Forse che la sequenza della Chimica Organica parte oggi da qualche problema reale o sfidante invece che da alcani, alcheni e alchini per poi passare ai gruppi funzionali per arrivare, solo dopo mille altri argomenti, a glucidi, proteine e lipidi oppure ai derivati della petrolchimica, a seconda che ci si trovi in un indirizzo di Scienze Applicate o in un Indirizzo Chimico? Ancora oggi il curricolo non prevede problemi, ma semmai esercizi a ennesima testimonianza del carattere solipsistico e autoreferenziale della disciplina.
La competenza implica l’esercizio della cittadinanza degli allievi nel loro stesso processo di apprendimento: come fanno costoro a mettersi in gioco se non esiste alcun “gioco”, inteso come spazio di mediazione, tra la loro autonomia e la disciplina nella quale sono costretti ad “avvitarsi”? (Bencivenga, 2013). Come possono de-situarsi dal contesto disciplinare se questo è l’unico spazio concesso loro?
Lo stesso dicasi per la Secondaria di Primo grado: forse che gli allievi della Scuola Media posti di fronte ad un estintore ne sanno offrire una spiegazione di carattere almeno elementare?
E le cose non vanno poi così meglio nella Scuola Primaria dove pure le Scienze sono in-disciplinate: forse che gli allievi bambini sono accompagnati alla consapevolezza del perché la maestra li costringa a studiare l’esistenza delle foglie cuoriformi piuttosto che lanceolate (senza nessuna traccia dell’evoluzione come chiave interpretativa)?

 

La scuola è nella ghianda

La scuola non può descrivere la vita dei suoi protagonisti come se questi l’avessero già vissuta in una vita precedente: la vita vera non si coniuga al futuro anteriore!
competenze e discipline scolastichePer uscire dalla mappa predefinita che ancora oggi pretende di uniformare le taglie di ogni allievo, grande o piccolo che sia, annullandone diversità, stili di apprendimento e modelli cognitivi non è detto si debbano modificare gli itinerari: ciò che conta non è il viaggio ma il modo con cui lo si intraprende. Se parliamo dei bambini che frequentano la scuola primaria, è infatti fondamentale che il viaggio li metta nelle condizioni di imparare a fare delle scelte: tutte quelle che permettano loro di assaporare episodi ed eventi secondo un disegno di cittadinanza cosciente e consapevole. E non è forse questa anche la finalità della Secondaria?
E’ qui che la Scuola pre-ordinata, quella “del programma” fa acqua da tutte le parti: la sua qualificazione non può ridursi ad una successione cronologica di temi da affrontare: occorre fare questo, poi quest’altro!
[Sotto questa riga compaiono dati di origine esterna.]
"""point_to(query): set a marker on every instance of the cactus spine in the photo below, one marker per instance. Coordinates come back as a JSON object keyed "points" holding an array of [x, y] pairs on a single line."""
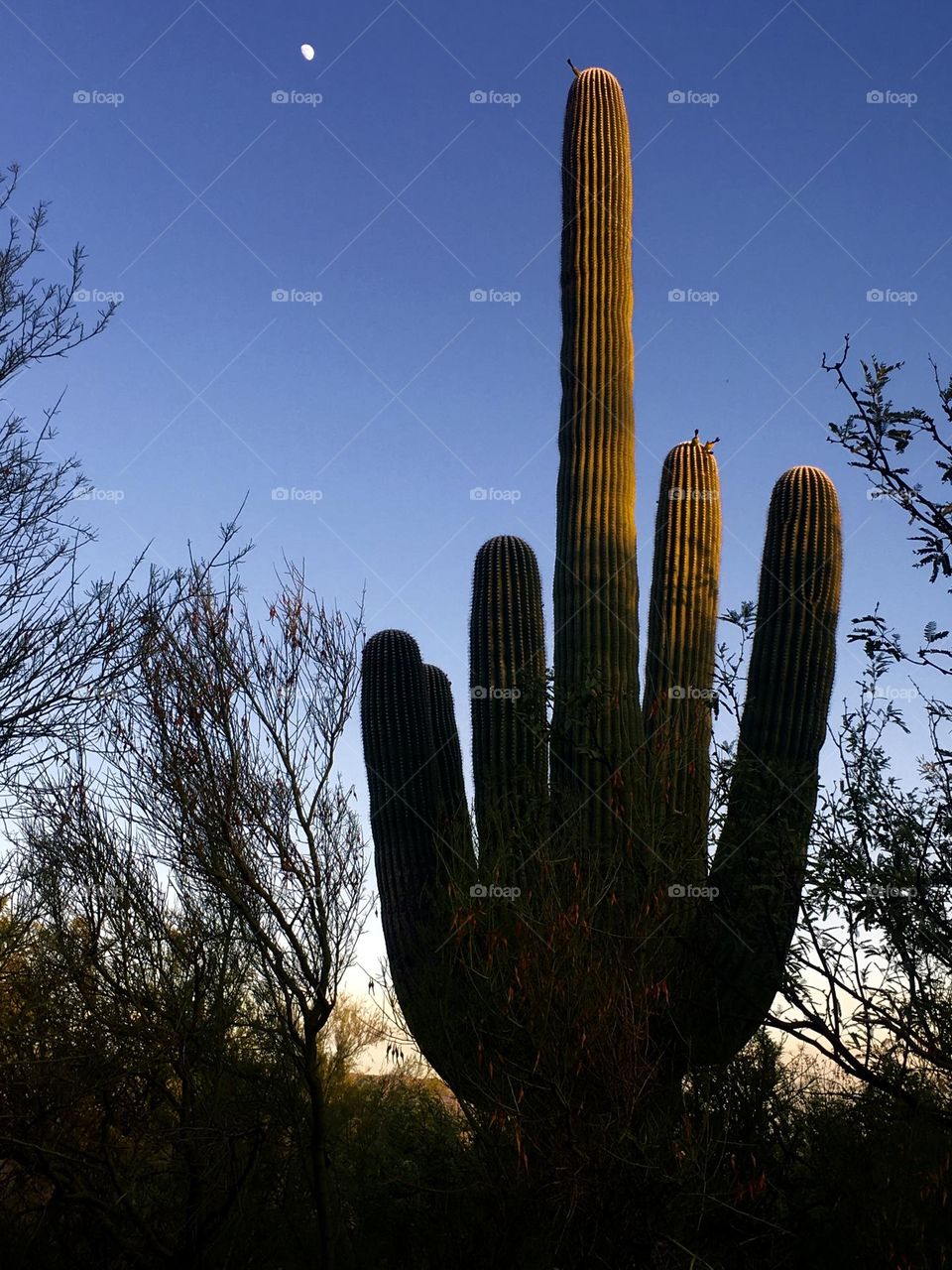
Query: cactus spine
{"points": [[630, 776]]}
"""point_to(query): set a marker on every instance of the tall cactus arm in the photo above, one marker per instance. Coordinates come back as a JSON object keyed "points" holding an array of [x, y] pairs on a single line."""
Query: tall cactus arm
{"points": [[680, 656], [507, 686], [746, 931], [595, 731]]}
Una sequenza di fatti in successione serve solo per istruire, mentre ciò che più conta è il dominio della trama che connette quei fatti. Programma? L’allievo, bambino, ragazzo o adulto che sia, è il vero programma a cui la Scuola si dovrebbe uniformare: è infatti l’allievo-bambino-ragazzo-cittadino che deve costruire la trama del suo stesso viaggio.
Un buon giocatore di scacchi conosce certo le regole del gioco e ha studiato molte partite dei grandi maestri del passato, tuttavia egli è un buon giocatore non perché ricorda le regole o ripete le mosse degli altri, ma perché, sapendo quel che sa, è in grado di sorprendere l’avversario con una variante inedita, una mossa inattendibile o una tattica originale.
E’ proprio lì, nella ghianda, che troviamo iscritto il destino della quercia ed è allora a partire dall’allievo che la Scuola-foresta, ricca della diversità della nostra stessa specie, può sperare di disegnare il suo stesso sviluppo.

 

Bibliografia

  • Bateson G., “Verso un’ecologia della mente”, traduzione di Longo G. e Trautteur G., Adelphi, Milano, 2011.
  • Bencivenga E., “La Filosofia in gioco”, Laterza, Roma, Bari, 2013.
  • Carpignano R., Cerrato G., Lanfranco D., Pera T., “La ChimicaMaestra. Didatica della Chimica per futuri maestri”, Baobab Editore, Verbania-Torino, 2013.
  • Friso G. e Cornoldi C., “La valutazione degli apprendimenti, le molte modalità d’uso delle prove standardizzate”, in Psicologia e scuola N.32, Giunti O:S:, Firenze, marzo-aprile 2014.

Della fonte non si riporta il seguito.